Open mppf opened 5 years ago
Another related idea is to extend on MyDataStructure
to run say proc DataStructure.on(...)
and then it would be relatively straightforward to support such patterns.
@dlongnecke-cray - it would be interested to include some ideas from this issue as we develop a menu of choices to make when designing a context manager.
Here is a way to provide this feature using a manage
statement, as proposed by @mppf, using the distributed histogram as an example. First off, if the user tries to take a ref of the histogram element, it will be disallowed because the data structure does not support it:
forall idx in inputs {
Counts[idx] += 1; // error: "use 'manage' to update elements
}
The user needs to use this style:
forall idx in inputs {
manage Counts(idx) as element {
element += 1;
}
}
The compiler queries Counts for the availability of a designated API method. If successful, it converts the forall loop to aggregation style:
forall idx in inputs with
(var agg = Counts.createAggregator(update=lambda(idx,element){element += 1;}))
{
agg.add(idx);
}
The aggregator will batch up and send out the updates by the time its task completes, at the latest. The destination locale will perform the updates in batch by applying the updating lambda to each element. If a given idx
is not yet in the index set of Counts
, it will add that index and default-initialize the corresponding element before applying the lambda to it.
One proposal is to make the pattern manage Counts(idx) as element { ... do something with element ... }
be the standard way to operate on an element of a parallel, possibly distributed, data structure. If it occurs at a location other than the last statement of a forall or task-parallel construct, it should add/update the element atomically without aggregation.
A variation on this proposal is to allow a data structure to delay the propagation of updates to remote locales -- and perhaps even to other tasks on the same locale -- until a memory fence is executed in accordance to Chapel's memory consistency model. This would be part of the semantics of the data structure. To implement this semantics, a manage Counts(idx)
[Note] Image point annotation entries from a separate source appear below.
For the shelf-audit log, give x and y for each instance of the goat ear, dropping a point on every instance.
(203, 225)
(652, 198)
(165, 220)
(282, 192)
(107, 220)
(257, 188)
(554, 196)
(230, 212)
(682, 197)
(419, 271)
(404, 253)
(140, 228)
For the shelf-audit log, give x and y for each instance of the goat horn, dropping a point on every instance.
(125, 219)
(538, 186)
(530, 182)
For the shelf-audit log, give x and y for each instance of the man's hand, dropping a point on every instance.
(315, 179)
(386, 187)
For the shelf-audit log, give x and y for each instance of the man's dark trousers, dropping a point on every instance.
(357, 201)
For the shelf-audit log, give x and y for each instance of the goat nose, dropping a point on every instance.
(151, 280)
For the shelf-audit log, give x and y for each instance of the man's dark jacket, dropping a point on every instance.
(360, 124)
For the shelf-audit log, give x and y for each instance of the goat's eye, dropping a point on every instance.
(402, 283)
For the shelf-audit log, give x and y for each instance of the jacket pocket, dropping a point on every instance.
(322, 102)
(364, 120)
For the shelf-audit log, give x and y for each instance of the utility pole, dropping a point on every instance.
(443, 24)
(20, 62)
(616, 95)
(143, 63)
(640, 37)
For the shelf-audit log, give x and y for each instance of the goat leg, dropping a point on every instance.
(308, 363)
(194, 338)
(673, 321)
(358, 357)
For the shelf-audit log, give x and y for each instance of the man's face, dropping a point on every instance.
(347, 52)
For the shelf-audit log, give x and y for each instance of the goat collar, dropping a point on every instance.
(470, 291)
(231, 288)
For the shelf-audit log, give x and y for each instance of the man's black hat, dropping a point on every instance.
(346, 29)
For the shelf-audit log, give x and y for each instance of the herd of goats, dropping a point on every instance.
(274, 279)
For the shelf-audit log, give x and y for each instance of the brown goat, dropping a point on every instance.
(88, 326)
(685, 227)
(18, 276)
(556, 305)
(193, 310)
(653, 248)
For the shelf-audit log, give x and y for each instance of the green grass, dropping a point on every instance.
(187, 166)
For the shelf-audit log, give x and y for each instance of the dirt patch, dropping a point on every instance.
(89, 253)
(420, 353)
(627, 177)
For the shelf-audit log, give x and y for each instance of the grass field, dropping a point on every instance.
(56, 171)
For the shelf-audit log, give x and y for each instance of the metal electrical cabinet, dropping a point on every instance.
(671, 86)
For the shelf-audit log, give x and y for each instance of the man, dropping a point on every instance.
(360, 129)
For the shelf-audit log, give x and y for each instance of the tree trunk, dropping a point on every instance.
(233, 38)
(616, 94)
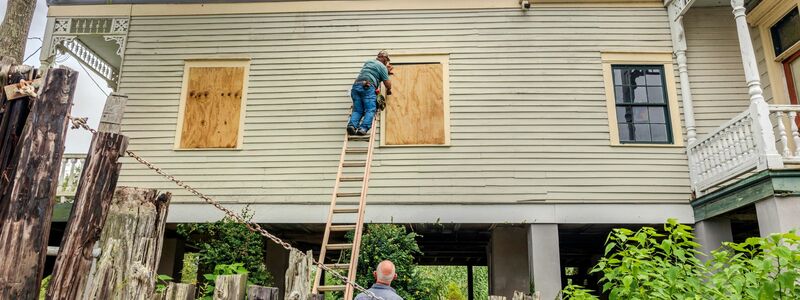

statement would cause the compiler to obtain a handle from Counts
so that a designated API method is invoked on this handle when the handle's task performs a memory fence. This handle can be created at the start of the task or at the declaration of Counts
, whichever comes later. In this case the manage
statement can perform aggregation as well, except this time instead of the updating lambda it will store the new value for each "managed" index.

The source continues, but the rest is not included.